Select columns to ingest

Applies to: check marked yes API-based pipeline authoring

By default, managed connectors in Lakeflow Connect ingest all current and future columns in the specified tables. Optionally use one of the following table configuration properties in your pipeline definition to select or deselect specific columns for ingestion:

Property

Description

include_columns

Optionally specify a list of columns to include for ingestion. If you use this option to explicitly include columns, the pipeline automatically excludes columns that are added to the source in the future.
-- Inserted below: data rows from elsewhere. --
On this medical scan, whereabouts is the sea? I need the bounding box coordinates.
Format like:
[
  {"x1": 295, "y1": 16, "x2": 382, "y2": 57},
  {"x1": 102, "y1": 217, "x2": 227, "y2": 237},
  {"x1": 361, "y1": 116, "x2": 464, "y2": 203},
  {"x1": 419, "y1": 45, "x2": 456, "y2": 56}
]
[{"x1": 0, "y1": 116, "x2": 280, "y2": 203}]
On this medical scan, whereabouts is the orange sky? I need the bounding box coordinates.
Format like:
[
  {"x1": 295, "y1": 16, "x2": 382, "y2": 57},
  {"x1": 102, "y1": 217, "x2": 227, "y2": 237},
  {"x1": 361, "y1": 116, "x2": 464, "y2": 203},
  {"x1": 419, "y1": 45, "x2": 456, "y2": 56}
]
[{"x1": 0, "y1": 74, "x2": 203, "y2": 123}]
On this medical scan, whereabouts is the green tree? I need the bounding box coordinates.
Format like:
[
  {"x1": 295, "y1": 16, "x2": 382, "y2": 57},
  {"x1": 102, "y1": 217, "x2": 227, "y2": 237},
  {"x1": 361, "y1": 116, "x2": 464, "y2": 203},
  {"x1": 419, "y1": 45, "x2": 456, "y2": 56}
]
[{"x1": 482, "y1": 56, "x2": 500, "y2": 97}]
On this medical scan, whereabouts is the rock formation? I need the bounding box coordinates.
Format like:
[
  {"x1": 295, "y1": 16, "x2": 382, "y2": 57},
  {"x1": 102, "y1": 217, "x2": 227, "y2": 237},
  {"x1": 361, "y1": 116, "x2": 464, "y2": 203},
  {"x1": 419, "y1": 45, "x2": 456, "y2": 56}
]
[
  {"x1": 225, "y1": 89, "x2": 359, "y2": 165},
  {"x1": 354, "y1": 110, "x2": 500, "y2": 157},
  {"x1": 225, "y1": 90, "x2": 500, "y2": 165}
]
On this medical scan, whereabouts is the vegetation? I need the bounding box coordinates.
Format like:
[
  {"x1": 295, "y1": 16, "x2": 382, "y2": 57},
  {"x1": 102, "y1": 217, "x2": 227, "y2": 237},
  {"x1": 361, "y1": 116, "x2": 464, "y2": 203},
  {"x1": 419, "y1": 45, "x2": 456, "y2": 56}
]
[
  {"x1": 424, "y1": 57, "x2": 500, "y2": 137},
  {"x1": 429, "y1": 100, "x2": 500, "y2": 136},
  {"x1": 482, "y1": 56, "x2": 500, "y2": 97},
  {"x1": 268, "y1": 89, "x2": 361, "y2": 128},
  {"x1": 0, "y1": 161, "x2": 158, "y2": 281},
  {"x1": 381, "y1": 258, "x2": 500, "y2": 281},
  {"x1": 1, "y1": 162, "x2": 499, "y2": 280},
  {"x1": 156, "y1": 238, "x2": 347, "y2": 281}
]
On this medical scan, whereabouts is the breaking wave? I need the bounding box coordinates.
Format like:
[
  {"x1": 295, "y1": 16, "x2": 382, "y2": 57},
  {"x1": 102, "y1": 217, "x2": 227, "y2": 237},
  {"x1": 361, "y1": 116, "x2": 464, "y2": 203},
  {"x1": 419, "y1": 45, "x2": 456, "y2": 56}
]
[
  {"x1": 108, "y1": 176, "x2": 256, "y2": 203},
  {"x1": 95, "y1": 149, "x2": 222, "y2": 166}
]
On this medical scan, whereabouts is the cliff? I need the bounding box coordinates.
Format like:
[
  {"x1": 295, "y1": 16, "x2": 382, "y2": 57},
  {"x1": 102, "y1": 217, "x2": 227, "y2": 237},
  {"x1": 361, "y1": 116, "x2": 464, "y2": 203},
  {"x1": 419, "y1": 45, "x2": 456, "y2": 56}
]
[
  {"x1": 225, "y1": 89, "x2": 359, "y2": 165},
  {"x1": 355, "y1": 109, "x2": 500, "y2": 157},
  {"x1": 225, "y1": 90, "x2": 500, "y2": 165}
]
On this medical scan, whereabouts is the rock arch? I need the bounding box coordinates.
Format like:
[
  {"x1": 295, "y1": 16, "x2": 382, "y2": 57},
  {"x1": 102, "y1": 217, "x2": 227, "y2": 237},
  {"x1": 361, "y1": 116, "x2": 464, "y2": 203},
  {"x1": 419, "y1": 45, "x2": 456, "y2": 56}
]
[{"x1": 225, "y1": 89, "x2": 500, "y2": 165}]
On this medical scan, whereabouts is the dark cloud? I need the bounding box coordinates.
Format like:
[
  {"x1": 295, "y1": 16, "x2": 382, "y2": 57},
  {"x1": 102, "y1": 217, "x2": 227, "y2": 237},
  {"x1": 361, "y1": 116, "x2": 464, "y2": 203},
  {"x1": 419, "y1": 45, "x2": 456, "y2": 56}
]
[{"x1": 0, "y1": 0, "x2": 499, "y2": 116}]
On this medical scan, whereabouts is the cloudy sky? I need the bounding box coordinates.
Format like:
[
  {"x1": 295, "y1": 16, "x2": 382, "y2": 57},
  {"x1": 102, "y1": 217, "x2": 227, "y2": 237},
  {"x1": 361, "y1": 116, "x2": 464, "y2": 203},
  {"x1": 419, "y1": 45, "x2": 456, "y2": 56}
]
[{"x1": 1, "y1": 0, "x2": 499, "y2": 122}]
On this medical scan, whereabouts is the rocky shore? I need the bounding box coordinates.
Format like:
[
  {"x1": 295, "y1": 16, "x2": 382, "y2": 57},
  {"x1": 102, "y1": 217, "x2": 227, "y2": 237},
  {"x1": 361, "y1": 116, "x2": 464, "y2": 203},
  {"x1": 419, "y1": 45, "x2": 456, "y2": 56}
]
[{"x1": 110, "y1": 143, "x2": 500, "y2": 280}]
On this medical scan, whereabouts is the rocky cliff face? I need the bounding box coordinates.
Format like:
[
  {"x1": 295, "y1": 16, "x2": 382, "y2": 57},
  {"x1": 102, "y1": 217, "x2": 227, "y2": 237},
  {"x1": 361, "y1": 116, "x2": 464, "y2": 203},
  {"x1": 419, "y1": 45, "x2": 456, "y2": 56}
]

To ingest the future columns, you must add them to the list.

exclude_columns

Optionally specify a list of columns to exclude from ingestion. If you use this option to explicitly exclude columns, the pipeline automatically includes columns that are added to the source in the future.

The example pipeline definitions on this page show how to select three specific columns for ingestion, depending on the pipeline creation interface. To deselect specific columns instead, specify exclude_columns in the table configuration.

Example: Google Analytics

YAML
resources:
pipelines:
pipeline_ga4:
name: <pipeline>
catalog: <target-catalog>
schema: <target-schema>
ingestion_definition:
connection_name: <connection>
objects:
- table:
source_url: <project-id>
source_schema: <property-name>
destination_catalog: <destination-catalog>
destination_schema: <destination-schema>
table_configuration:
include_columns:
- <column_a>
- <column_b>
- <column_c>

Example: Salesforce

YAML
resources:
pipelines:
pipeline_sfdc:
name: <pipeline>
catalog: <target-catalog>
schema: <target-schema>
ingestion_definition:
connection_name: <connection>
objects:
- table:
source_schema: <source-schema>
source_table: <source-table>
destination_catalog: <destination-catalog>
destination_schema: <destination-schema>
table_configuration:
include_columns:
- <column_a>
- <column_b>
- <column_c>

Example: Workday

YAML
resources:
pipelines:
pipeline_workday:
name: <pipeline>
catalog: <target-catalog>
schema: <target-schema>
ingestion_definition:
connection_name: <connection>
objects:
- report:
source_url: <report-url>
destination_catalog: <destination-catalog>
destination_schema: <destination-schema>
table_configuration:
include_columns:
- <column_a>
- <column_b>
- <column_c>